It's a compelling quote. As Jacobson is a law professor at an elite university, I eagerly went to his blog seeking an able explanation and defense of this judgement: Palin's remarks are more accurate than those of her critics.

Searching for this quote, or even the word "ignorant" in Jacobson's blog bears no fruit. Perhaps the quoted lines are from an interview. Perhaps they originally appeared in the post obliquely referenced, but edits removed them.

Jacobson has several posts over the past few days:

"So Now All These People Will Apologize to Sarah Palin About Paul Revere, Right?" 3 June 2011

Noting that Palin's version "seemed odd," Jacobson found that Conservatives4Palin had quoted Paul Revere's 1898 letter and repeats their quote.

“I'm not a potted plant. I'm here as the blogger. That's my job.” 4 June 2011

He takes issue with a comment on his blog that accused him of "offering cover" to a politician who deserves scorn.

"Deranged Propagandist"
4 June 2011

Notes that Andrew Sullivan linked to his blog via the label "deranged propagandist".

"Anti-Palinites Go All In On Epistemic Closure," 6 June 2011

Renders accusations against Palin's critics for committing the errors they attempt to pin on her.
The debate also shifted, from she was wrong as to the fact of the warning to she was wrong as to Revere's intent. The goal posts constantly were moved. All in all, there was an intellectual shut down by those on the left and right who don't like Palin, an unwillingness to consider facts which contradicted their narrative.
"Suffolk Univ. History Prof. - Palin Right About Paul Revere," 6 June 2011

Links to the NPR interview with Robert Allison that I discuss in "Paul Revere's Bells".

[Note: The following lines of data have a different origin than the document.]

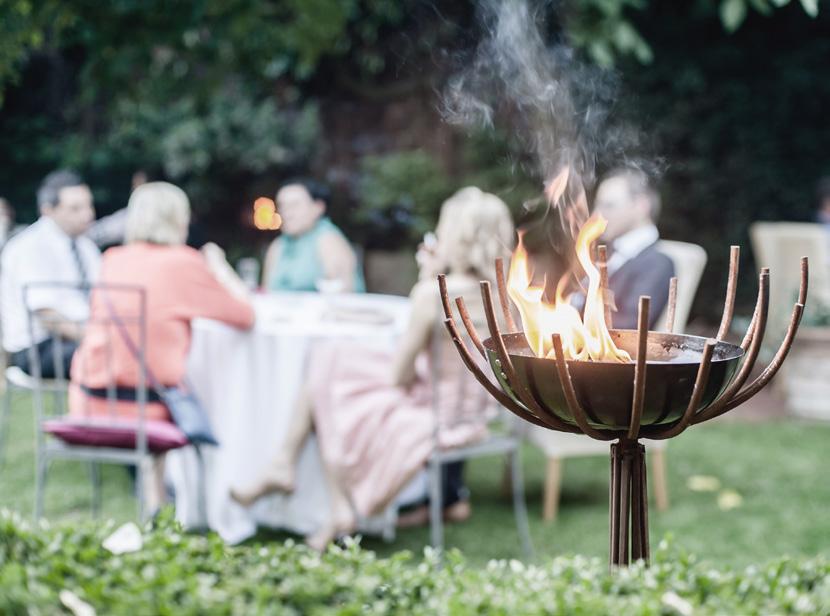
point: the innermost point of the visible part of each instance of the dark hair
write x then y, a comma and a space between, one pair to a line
822, 191
317, 190
49, 192
639, 185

"I Demand That Obama Recite The Longfellow Poem From Memory," 8 June 2011

Clever turn of the whole controversy against our current President.


Paul Revere's Ride


In his first post, Professor Jacobson searched David Hackett Fischer's Paul Revere's Ride (1994) for "Paul Revere bells and gunshots," finding this passage: "A townsman remembered that 'repeated gunshots, the beating of drums and the ringing of bells filled the air'" (150). Something along those lines was my second response (after finding Revere's letter) and I bought the eBook from Google. I started reading it from the beginning, but jumped forward to the passages relevant to Palin's version.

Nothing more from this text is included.